Semi Permanent 2022 at Carriageworks
When it launched in 2002, Semi Permanent started out as an idea – “an excuse to connect with new and old friends. A way to manifest the excitement I had for creativity internally, externally", according to founder and executive creative director Murray Bell. Since then it has evolved into a brand studio – that’s worked with Heaps Normal, Slack, Google and more – and hosted more than 50 events in 13 cities. Last year, it did a full-building takeover of Paramount House Hotel in Surry Hills, and past events have included international guests such as skater Tony Hawk and street artist Mr Brainwash, and locals Reg Mombassa and Del Kathryn Barton.
This year, to celebrate the creativity and design festival’s 20th anniversary, it’s launching its largest program ever, with workshops, panel discussions, performances and installations. More than 25 speakers have been announced today, with more to be confirmed between now and when the festival kicks off on May 25. And with borders set to reopen, talent is once more coming from around the world.
There’s Mona Chalabi, a British visual-data journalist, who has more than 400,000 followers on Instagram – where she maps everything from how many times actors have appeared in Wes Anderson films to the price of potential Covid-19 treatments onto colourful, cartoon-like graphs – and wants to change how we read and understand data.
Other guests include Perth-based musician and artist Ta-ku, famed furniture and textile designer Jonathan Saunders, typographic designers Jazlyn Fung and Tony Wong, and even the Betoota Advocate team.

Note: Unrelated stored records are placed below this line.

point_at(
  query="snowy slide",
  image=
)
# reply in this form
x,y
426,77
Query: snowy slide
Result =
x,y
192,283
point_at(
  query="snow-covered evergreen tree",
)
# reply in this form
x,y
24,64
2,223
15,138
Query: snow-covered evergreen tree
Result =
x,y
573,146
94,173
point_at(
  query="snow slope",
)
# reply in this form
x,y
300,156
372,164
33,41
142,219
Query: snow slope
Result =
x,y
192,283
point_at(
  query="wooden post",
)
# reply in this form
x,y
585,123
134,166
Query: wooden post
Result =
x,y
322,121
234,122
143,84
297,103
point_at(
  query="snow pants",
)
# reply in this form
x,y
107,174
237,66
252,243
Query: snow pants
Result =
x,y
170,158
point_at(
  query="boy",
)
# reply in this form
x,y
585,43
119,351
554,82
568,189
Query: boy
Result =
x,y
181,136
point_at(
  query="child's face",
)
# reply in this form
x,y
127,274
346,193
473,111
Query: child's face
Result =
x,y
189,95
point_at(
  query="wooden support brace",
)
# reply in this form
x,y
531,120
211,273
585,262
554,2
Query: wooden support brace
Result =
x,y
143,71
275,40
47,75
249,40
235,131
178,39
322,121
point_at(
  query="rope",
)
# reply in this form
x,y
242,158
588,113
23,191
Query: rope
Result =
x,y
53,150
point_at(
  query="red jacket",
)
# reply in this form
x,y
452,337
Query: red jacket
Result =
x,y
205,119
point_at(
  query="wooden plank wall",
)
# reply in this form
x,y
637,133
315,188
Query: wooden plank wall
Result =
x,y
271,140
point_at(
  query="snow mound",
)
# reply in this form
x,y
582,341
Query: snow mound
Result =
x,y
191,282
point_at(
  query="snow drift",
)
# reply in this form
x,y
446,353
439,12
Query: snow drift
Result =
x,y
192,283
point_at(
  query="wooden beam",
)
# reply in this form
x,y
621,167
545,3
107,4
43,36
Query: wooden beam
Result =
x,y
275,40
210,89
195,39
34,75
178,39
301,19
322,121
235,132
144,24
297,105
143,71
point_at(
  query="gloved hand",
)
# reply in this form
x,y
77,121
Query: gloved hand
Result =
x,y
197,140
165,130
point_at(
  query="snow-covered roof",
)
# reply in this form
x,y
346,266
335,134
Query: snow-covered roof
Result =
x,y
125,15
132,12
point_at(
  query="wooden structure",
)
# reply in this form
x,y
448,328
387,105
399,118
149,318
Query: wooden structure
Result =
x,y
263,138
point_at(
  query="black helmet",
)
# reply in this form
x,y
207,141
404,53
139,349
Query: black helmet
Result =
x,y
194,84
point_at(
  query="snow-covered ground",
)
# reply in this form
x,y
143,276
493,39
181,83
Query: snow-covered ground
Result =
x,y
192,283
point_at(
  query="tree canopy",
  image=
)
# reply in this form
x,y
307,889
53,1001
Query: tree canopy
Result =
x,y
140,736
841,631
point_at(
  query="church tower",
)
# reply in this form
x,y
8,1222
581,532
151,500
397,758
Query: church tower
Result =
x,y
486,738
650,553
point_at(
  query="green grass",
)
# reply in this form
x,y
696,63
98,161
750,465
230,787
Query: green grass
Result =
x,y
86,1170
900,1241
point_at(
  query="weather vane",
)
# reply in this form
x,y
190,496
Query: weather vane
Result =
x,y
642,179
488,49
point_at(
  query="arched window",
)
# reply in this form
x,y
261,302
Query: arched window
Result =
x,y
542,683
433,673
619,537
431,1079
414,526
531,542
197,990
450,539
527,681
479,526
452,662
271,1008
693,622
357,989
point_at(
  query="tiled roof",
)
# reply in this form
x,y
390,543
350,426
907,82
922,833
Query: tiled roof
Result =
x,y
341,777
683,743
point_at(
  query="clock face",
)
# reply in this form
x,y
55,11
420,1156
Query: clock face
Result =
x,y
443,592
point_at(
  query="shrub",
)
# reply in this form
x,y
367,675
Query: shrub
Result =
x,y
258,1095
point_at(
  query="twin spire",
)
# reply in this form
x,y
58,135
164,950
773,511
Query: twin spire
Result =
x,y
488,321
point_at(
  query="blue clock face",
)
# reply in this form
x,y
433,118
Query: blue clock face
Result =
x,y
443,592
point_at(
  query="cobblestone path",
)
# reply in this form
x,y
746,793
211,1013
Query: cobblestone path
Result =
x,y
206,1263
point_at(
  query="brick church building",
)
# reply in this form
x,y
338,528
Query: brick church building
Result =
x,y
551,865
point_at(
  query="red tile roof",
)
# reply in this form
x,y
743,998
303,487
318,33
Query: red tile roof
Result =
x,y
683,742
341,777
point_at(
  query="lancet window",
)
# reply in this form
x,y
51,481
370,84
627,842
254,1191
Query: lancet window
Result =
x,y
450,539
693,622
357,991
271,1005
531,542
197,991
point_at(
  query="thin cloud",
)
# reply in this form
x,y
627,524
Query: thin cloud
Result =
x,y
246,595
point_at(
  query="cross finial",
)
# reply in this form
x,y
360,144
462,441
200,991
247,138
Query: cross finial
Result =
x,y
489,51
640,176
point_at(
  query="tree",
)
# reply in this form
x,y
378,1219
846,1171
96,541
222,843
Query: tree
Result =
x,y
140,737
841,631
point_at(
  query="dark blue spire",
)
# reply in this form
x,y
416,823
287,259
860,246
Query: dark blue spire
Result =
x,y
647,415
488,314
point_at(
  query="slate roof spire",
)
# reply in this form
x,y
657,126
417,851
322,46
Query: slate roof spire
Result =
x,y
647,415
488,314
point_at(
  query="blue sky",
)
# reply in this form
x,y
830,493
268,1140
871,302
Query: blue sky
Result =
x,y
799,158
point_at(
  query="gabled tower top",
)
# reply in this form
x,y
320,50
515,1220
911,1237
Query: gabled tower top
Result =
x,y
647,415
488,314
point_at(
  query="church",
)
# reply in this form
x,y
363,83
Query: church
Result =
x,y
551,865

Balarinji is an Indigenous-owned design agency working with brands to showcase Indigenous culture and arts in corporate environments and the public realm in a respectful, collaborative way; Sam Elsom is a fashion designer and founder of Sea Forest, which grows seaweed in Tasmania to help solve the climate crisis; female-led production house Dollhouse Pictures fosters female storytelling in a traditionally male industry; and Aussie-born Richard Christiansen applies his two decades of experience at the top of the American advertising industry to his lifestyle project, Flamingo Estate.
This year’s theme is “perspectives”, which Bell says was partly inspired by the introspection and nostalgia triggered by reaching two decades of Semi Permanent, and partly by how the pandemic has led so many of us to interrogate our lives. It also means a greater diversity of talent, creative forms and thinking – in other words, a broader array of perspectives within the festival itself.
A new component of the festival is also launching this year: the Permanent Art Book Fair, which will gather more than 30 of the region’s top publishers, artists and designers to showcase their wares – from zines and posters through to large-scale monographs and artist series.
Half-day, full day and multi-day tickets are available now.